Le blog de technologie Ars Technica a eu beau jeu de se moquer du juge du Nevada Kent Dawson, qui a manifestement décidé de frapper un grand coup sans se soucier des détails techniques qui auraient pu le freiner dans son ardeur. Le juge a accepté de traiter au cours d’une seule affaire les plaintes contre plusieurs centaines de sites distincts, sans juger bon de faire comparaître ne serait-ce qu’un seul de leurs propriétaires, se contentant des constatations d’un enquêteur du Nevada pour arriver à ses surprenantes conclusions.
Ars Technica rapporte qu’après avoir obtenu une ordonnance contre une première série de quelque 700 noms de domaines, la marque de luxe a pu y ajouter, à la mi-novembre, une liste de 228 noms additionnels qui ont pu être considérés comme passibles de la même peine après avoir été reconnus comme trempant dans le trafic d’objets de contrefaçon. Tout cela ressemble étrangement à de la justice sommaire.
À ce jour, les grands moteurs de recherche n’ont pas donné suite à la décision de ce juge, qui depuis le Nevada, croit pouvoir régenter le Net à l’échelle mondiale. Un juge américain est-il en mesure de décider la saisie d’un nom de domaine international ? Après tout, les noms de domaine de type .com ou .net sont certes gérés par un organisme américain mais ouverts par définition aux organisations du monde entier. Ces noms ont pourtant pour la plupart effectivement été saisis. Les listes qui ont été soumises au juge Dawson comprenaient aussi des noms de domaine d’autres pays, ce qui ne l’a pas gêné pour ordonner leur saisie et leur transfert au gestionnaire de noms de domaine Go Daddy – on peine à voir sur quelles bases une telle saisie pourrait être justifiée en-dehors des États-Unis. Un moteur de recherche, même si son siège est aux États-Unis, peut-il accepter qu’un juge américain détermine la désindexation d’un site hébergé hors des États-Unis et ouvert a priori aux internautes du monde entier ? Quand bien même la démarche de Chanel serait légitime quant au fond pour protéger sa marque, cette « victoire » juridique est en réalité un désastre en matière de gouvernance.

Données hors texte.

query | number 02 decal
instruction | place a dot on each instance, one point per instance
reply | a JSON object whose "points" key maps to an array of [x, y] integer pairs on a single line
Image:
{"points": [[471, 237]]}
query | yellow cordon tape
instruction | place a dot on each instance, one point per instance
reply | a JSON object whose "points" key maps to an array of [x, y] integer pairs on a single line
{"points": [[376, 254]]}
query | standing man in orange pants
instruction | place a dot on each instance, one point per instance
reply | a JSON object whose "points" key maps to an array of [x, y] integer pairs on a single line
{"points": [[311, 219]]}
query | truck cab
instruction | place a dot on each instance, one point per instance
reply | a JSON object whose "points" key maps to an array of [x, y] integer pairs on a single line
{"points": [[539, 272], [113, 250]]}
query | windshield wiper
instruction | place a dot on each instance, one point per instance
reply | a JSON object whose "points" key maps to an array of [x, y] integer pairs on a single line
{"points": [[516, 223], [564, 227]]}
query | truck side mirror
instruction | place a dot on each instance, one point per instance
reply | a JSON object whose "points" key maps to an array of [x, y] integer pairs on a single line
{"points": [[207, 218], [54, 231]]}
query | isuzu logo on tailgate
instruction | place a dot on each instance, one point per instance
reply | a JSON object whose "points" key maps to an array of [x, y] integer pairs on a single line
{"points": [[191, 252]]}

La décision du juge témoigne surtout de l’exaspération croissante ressentie par certains milieux aux États-Unis face à l’insolente résistance d’Internet contre toutes les tentatives de le mettre au pas. Une exaspération dont témoignent aussi les efforts en cours pour faire adopter au Congrès une législation anti-piratage, le Stop Online Piracy Act (SOPA), qui est censée venir en aide aux ayants-droits et protéger les emplois qu’ils créent, mais qui pour beaucoup revient à introduire une dangereuse censure sur Internet et risque même de mettre à mal la structure technique au cœur de son fonctionnement, le système des noms de domaine.
Si les ayants-droits continuent d’obtenir ce genre de décisions de justice sommaires, il ne sera peut-être même pas nécessaire pour eux de poursuivre leur guérilla parlementaire pour faire passer la législation anti-piratage de leurs rêves. Mais la lutte contre le piratage ne signifie pas qu’on puisse faire fi des procédures élémentaires ni ignorer délibérément la nature globale d’Internet.